I have one of those in my boat barn I am going to try it out I know it hardly works on crushed concrete so hopefully sand will work better! thanks


----------



## Fishin' Soldier (Dec 25, 2007)

Wacken'emWading said:


> One problem you could face with the jet ski is the seaweed. I've run my jet in 3 inches of water in a marsh and that thing sucked up handfuls of mud. One time it almost destroyed my engine because so much mud got up in there.
> You better be careful not to run over a big patch of seaweed bc you don't want to have to deal with a dead jet ski in the middle of breakers.

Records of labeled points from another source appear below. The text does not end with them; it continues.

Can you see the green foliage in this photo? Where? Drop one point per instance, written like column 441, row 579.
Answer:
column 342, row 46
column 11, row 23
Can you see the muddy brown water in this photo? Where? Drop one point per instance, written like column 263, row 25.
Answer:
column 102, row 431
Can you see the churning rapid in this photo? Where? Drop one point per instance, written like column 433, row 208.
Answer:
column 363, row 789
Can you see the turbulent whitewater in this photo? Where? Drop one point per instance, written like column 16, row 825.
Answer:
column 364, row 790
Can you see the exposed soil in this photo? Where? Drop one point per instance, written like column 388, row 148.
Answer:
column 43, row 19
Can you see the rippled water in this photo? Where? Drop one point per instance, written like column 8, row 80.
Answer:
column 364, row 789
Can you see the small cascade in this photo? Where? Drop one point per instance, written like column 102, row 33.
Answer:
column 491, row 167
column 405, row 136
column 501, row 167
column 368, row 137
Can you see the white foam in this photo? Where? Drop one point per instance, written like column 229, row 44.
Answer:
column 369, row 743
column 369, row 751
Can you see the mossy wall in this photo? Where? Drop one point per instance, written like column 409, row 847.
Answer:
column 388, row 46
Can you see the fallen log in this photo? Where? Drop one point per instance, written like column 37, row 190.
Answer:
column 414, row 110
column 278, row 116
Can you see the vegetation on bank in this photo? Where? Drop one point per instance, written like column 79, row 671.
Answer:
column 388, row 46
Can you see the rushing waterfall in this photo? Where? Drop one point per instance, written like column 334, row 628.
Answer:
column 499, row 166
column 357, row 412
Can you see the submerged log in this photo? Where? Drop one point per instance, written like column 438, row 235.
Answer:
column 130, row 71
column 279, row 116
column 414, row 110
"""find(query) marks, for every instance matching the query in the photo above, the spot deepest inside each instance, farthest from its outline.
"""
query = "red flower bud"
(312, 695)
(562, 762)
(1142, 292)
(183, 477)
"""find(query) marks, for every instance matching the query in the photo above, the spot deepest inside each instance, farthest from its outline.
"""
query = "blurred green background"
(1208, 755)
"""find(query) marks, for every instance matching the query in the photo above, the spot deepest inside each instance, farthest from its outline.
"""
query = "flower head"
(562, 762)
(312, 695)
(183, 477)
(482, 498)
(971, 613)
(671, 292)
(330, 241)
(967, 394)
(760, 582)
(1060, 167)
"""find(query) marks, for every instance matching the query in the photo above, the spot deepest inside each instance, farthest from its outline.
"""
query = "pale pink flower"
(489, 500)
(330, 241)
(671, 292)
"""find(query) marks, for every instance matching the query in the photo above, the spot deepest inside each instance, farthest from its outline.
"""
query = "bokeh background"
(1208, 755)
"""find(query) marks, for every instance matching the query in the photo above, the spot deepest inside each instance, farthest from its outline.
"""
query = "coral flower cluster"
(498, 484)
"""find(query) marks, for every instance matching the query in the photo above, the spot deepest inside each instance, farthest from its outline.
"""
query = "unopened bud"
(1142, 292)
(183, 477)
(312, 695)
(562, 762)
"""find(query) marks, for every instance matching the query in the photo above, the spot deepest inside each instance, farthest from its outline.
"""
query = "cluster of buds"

It will sucks up mud and sand like crazy. Sea-weed should be stopped by the grate covering the intake. If it shuts down his ski, he would have to get in the water and clear the intake. I think the odds are low for this instance though.


----------



## showtimesharkhunting (Jul 31, 2013)

after a week of planning and all of yalls help I believe i have a good plan of action, I am taking them tomorrow and I'm taking one of my employees fishing with me as a "Reward" just in case I get into any kind of trouble. I am also taking a second ski in case something happens it can be used to help out. I will let yall know Thursday how it all goes and hopefully post some pics of some good tagged sharks!


----------



## chrismunn (Feb 9, 2013)

Looking forward to the report!


----------



## JetSkiJack (Jul 15, 2013)

I have never had an issue with seaweed, all the jet skis that I have owned chew through that stuff like a blender without hesitation.


----------